A decade ago, “the web” and “the open web” were almost the same thing. You typed a URL, you got HTML, you read it. Search engines indexed it. Researchers cited it. Aggregators surfaced it. There was a public address space and a public protocol and a default assumption that things on it were reachable.
That has been quietly eroded for years. It’s worth saying out loud where it ended up, because the implications for the next generation of data products are large.
What “open” used to mean
The early-2010s open web had three properties that we mostly took for granted:
Reachability. A page had a URL. Fetching the URL returned the page. The page had links to other pages, which also had URLs. The graph was traversable.
Renderability. A request for the URL returned HTML or close enough. You could read it without running JavaScript, or you could run JavaScript and get the same content with cosmetics.
Stability of identity. A page that existed last week probably existed today, at the same URL, with similar content. You could cite it. You could check it.
None of those properties are guaranteed today.
What’s eaten the open web
A few forces, mostly in parallel, mostly with reasonable individual motivations:
Paywalls. News organizations needed revenue. Most major outlets put a hard or metered paywall in front of everything. The content still exists at the URL, but you can’t read it without an account and a credit card. Search engines see a different version than logged-out humans.
Login walls. Social platforms used to be reachable from the open web. You could read a Twitter thread without an account in 2014. Today most of LinkedIn, X, Instagram, Reddit (intermittently), and Facebook are gated. The content is still there, but the URL no longer resolves to it.
App-first. A growing share of content lives in apps that have no web equivalent, TikTok and a long tail of vertical-specific apps. There is no URL. There is no page. The content exists only inside a closed runtime.
Anti-scraping. Even when the URL still works, the content behind it is increasingly defended by Cloudflare, Akamai, and a dozen specialists. The page renders fine for a household visitor and returns a CAPTCHA challenge for everyone else.
Personalization. Pages that look the same actually aren’t. The product listing you see on a major e-commerce site has been personalized to your location, your browsing history, your inferred income bracket, your A/B test bucket. There’s no longer a canonical version. There’s a per-visitor version.
Each of these has reasonable defenders. None is going to reverse. The net effect is that the open web is smaller and more fragmented than it was, and the cost of seeing the public web as a representative dataset has gone up.
Why AI raises the stakes
In the previous era, the open web was mostly consumed by humans reading individual pages and by search engines indexing them. The economic value of any given page was relatively low.
That has changed. Modern AI systems treat the web as their dataset in three distinct ways:
Training. Frontier models are trained on web-scale corpora. The composition of that corpus determines what the model knows and how it answers questions.
Grounding (retrieval-augmented generation). Production systems that need current information, the date, the price, the news, the regulatory update, retrieve from the live web at inference time. The retrieval target is real URLs returning real HTML.

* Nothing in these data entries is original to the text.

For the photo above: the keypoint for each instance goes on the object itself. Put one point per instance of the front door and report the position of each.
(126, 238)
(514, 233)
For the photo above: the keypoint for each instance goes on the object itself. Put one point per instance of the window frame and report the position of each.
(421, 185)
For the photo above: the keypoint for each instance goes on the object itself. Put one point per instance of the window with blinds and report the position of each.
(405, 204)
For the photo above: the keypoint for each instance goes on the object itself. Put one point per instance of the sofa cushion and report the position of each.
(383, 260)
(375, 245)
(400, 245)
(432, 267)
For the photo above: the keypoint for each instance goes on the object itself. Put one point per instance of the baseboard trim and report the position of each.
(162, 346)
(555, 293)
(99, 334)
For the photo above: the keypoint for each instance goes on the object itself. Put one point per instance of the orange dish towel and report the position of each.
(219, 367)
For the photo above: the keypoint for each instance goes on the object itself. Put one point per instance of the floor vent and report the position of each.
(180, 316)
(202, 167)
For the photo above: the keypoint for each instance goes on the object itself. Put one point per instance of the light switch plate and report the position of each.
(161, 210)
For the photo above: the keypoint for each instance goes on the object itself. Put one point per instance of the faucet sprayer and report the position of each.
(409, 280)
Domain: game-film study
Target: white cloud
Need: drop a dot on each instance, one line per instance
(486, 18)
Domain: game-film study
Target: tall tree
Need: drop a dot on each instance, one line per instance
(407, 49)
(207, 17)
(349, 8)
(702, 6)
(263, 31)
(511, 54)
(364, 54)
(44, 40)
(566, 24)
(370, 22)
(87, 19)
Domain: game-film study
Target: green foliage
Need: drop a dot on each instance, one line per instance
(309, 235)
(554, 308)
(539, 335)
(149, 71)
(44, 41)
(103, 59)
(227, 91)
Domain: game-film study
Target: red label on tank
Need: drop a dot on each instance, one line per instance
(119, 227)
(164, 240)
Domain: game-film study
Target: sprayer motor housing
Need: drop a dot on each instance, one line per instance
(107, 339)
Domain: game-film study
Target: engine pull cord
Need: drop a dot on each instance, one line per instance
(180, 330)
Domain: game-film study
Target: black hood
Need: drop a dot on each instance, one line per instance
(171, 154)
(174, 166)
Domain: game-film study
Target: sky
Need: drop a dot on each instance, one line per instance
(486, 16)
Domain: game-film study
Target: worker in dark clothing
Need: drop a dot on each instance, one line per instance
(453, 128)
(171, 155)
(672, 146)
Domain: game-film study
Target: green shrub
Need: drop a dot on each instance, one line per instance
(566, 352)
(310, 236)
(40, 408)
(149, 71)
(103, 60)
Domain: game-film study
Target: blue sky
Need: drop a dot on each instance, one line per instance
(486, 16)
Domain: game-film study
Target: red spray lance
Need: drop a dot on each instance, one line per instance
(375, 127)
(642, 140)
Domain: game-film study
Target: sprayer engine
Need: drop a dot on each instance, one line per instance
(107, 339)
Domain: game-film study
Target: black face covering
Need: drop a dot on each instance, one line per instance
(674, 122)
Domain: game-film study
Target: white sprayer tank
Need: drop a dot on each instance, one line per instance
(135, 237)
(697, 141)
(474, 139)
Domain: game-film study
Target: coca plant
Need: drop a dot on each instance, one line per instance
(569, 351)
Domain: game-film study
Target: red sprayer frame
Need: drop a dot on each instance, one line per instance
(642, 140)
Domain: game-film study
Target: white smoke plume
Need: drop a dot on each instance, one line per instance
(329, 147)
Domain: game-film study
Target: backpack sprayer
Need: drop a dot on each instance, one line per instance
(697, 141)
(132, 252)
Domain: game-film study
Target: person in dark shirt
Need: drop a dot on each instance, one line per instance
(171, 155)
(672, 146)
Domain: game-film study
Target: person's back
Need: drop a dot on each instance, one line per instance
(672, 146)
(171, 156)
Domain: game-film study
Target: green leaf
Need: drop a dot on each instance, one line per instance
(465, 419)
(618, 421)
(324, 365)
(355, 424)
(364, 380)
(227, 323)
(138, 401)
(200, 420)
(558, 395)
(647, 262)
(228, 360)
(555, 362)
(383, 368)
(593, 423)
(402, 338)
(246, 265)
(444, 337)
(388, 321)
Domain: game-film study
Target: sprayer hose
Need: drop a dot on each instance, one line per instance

Agentic browsing. A new class of AI systems navigates the web on behalf of users, booking flights, comparing prices, filling out forms. These systems hit real pages and need them to render correctly.
In all three cases, what the open web can or cannot serve directly determines what an AI system can do. If a page is paywalled, behind a login, or rendered only inside an app, it functionally doesn’t exist for the AI layer. If it’s served differently to bots than to humans, the AI sees a degraded version. If it’s blocked at the network layer, the AI sees nothing.
The cost of an incomplete open web compounds at the AI layer because AI multiplies access. One bad scrape used to be a missing data point. Today, the same gap shows up in a million model responses.
What infrastructure has to do with it
Proxy networks are the boring, plumbing-layer answer to one piece of this problem. They don’t fix paywalls, they don’t unlock apps, and they don’t push back on anti-bot vendors. What they do is restore a measure of representative access, let a request originate from a real residential connection, in a real geography, with a real network reputation, so the open web that’s still open actually opens for it.
This is a narrow fix to a much larger problem. We don’t pretend otherwise. The full answer to “how do we keep the open web functional” is going to require regulatory pressure, public infrastructure investments, transparency requirements on personalization and gating, and a general re-litigation of what “publicly available” should mean in the era of AI consumption. None of that is going to be settled this year.
In the meantime, the parts of the web that are still public should actually be reachable, for the systems that need to reach them. That’s the small piece we work on, and that’s the small piece that mostly motivated the latest round of investment in our residential network.
The honest version
A more accessible open web is good for AI grounding, good for research, good for journalism, good for price transparency, good for consumer choice, good for almost everyone except the entities directly capturing rents from gating. The trend line is against it. Nothing we ship is going to reverse the trend.
What we can do, and what the broader infrastructure layer can do, is make sure that the parts of the web that are still public stay reachable for the systems that need them. That’s a smaller goal than “save the open web.” It’s also achievable, and it matters more every year that AI becomes the primary consumer of what the web has to offer.